Ustune suyu ekleyince o derin bidonlarda karistirmak icin yeterince uzun ne olabilir diye dusunmeye basladik. Tugrul, kalin bir kargi kesti. Guzelce yikadik. Cok da guzel gorevini yapti. Ilk basta su ile unun birbirine karismasini saglamak gerci epey zor oldu. Aslinda, unun bidona girecek miktarini kestirebilsek, su ile birlikte karistirarak bidona koymak isleri epey kolaylastirir. Neyse, guzelce karistirdiktan sonra, bidonun kapagini kapadik ve aklimiza estikce gidip gelip karistirdik. Aslinda 1-2 gun bekletmek yeterliymis ama, yagmurlar zamansiz yaginca, 3 gun beklemis oldu. Baktik, yagmurlar bir kac gun daha devam edecek, islatilmis unlari sikarak suyunu cikarmak icin hazirliklari yaptik. Keci boynuzlarini toplama bu asamanin yaninda pek kolay kaldi! Bileklerimiz koptu, kullandigimiz kac tane bez torba yirtildi! Aksam 4:30 gibi basladigimiz bu isi saat 9:30'da ilk bidonun dibini gordugumuz vakit bitirdik. Ikinci bidona devam etmek mumkun degildi o saatte ve yorgunlukla. Ikinci bidonun ustundeki suyu alarak, kalani icin baska bir yontem uygulamak gerektigine karar verdik. Elimizde 80x120 cm. boyutlarinda dikdortgen ortuler vardi. Ikinci bidonun icindekileri Yuksel teyzenin kazanina bosalttik. Ortuleri bidon agzina bagladik. Kazandan islak harubun yarisini bir ortuye, kalanini diger ortuye doktuk. Gece boyunca aktigi kadar aksin dedik. Sabah baktigimizda bidonun dibinde bir karis bile olmayan su sizdigini farkettik hayal kirikligi icinde. Ortuleri bidonun agzindan alip, icindekilerle toparlak yapip ustune de cok agir bir tas koyduk. Ara ara, icindekileri biraz bosaltip, torbayi ufaltip, tasi tekrar yerlestirdik. Itiraf edeyim cok bir sey cikaramadik. Ama ikimizde de tekrar elimizde sikma enerji ve istegi yoktu, oldugu kadar diyip bu asamada biraktik suyunu cikarma islemini. O gun ara ara yagan yagmurlar kazanlarda kaynatmamiza izin vermedi ama sagolsun Yuksel teyzenin onerisi ile -ki ne kadar yerinde oldugunu sonradan gorduk- BBQ'de kucuk bir odun atesi yakip ustunde, ufak bir tencerede deneme kaynatmasi yaptik. Ilk denemede elde ettigimiz pekmez degil, harup sekerlemesi/macunu kivaminda idi!:) Sanirim cay kasiklarina sarip sarip yemekten baska bir care yok!

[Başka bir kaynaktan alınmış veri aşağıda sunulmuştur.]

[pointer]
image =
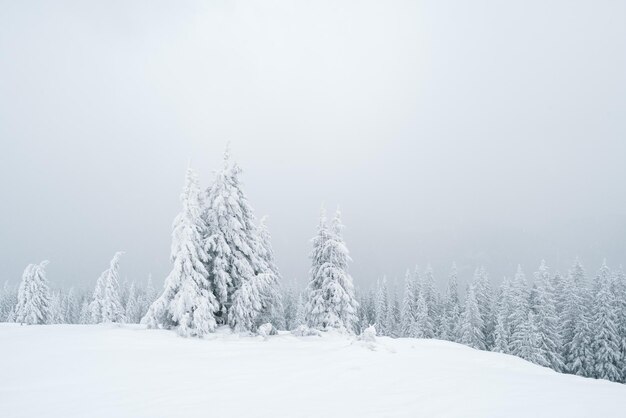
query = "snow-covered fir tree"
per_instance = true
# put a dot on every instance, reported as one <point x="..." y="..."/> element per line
<point x="8" y="300"/>
<point x="382" y="309"/>
<point x="519" y="308"/>
<point x="449" y="327"/>
<point x="106" y="305"/>
<point x="423" y="326"/>
<point x="33" y="296"/>
<point x="606" y="345"/>
<point x="526" y="342"/>
<point x="332" y="303"/>
<point x="187" y="303"/>
<point x="471" y="326"/>
<point x="484" y="298"/>
<point x="238" y="272"/>
<point x="273" y="310"/>
<point x="409" y="306"/>
<point x="547" y="318"/>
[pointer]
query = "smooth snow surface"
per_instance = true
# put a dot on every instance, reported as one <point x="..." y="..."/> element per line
<point x="127" y="371"/>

Ikinci denemede sonuc daha iyiydi. Gerci onun kivami da tapek (tahin-pekmez) kivami oldu! Aksam yemekte tatli niyetine tapek yapip tadini cikara cikara yedik.

Neden bilemem ama rengi koyu kahve oldu. Bizdeki pekmezler genelde siyaha yakin bir ton. Bu isi daha once yapmis bir tanidik yakinda Datca'ya geliyor. Onunla bir konusmakta fayda var.

16 Ekim 2010 Cumartesi

Haruptan un yapalim


Harup unu dedigimiz sey aslinda kucuk kucuk kirilmis keciboynuzlari. Degirmende kirilirken, cekirdegi ile birlikte kiriliyor. O yuzden icinde bazen butun olarak cekirdekler cikabiliyor. Bunlari elemeden kullanmanin, hem bizim hem de gelen misafirlerimizin dis sagligi icin tehlikeli sonuclar dogurabilecegini farkettik!;) Yuksel teyzeden kocaman kocaman siniler, tepsiler aldik. Ustlerine serdik. Bir kac gun ara ara karistirarak kurumasini bekledik. Bu yapilmazsa, unlar boceklenebiliyor, koku yapabiliyormus.

Elerken, un eleginden biraz daha buyuk gozenekli bir elegi tercih ettik. Biraz daha "disli" oldu unumuz ama kekte ya da kurabiyede farkedilecek bir durum yaratmadi. Evet evet, hem kurabiyesini hem de kekini denedim!:)

Bu konuyla ilgili son bir yorumum harup kokusu ile ilgili olacak. Tarhana yapanlar, ya da yapilirken o ortamda bulunanlar, tarhana kokusu ile sarsilirlar!;) Dogrusu keciboynuzu cok daha hos bir koku olmasina ragmen, bizim pergolede tutunca, 2 gun boyunca gece gunduz o kokuyu solumak biraz yordu bizi! Cuvallari degirmenden eve getirdikten sonra arabadan 2-3 saat indiremedik. Indirdigimizde koku oyle bir sinmisti ki, aradan gecen haftalar boyunca arabimiza binen herkes soyle veya boyle bir yorumda bulundu!:) Eh, o kadarcik kusur kadi kizinda da olur derler!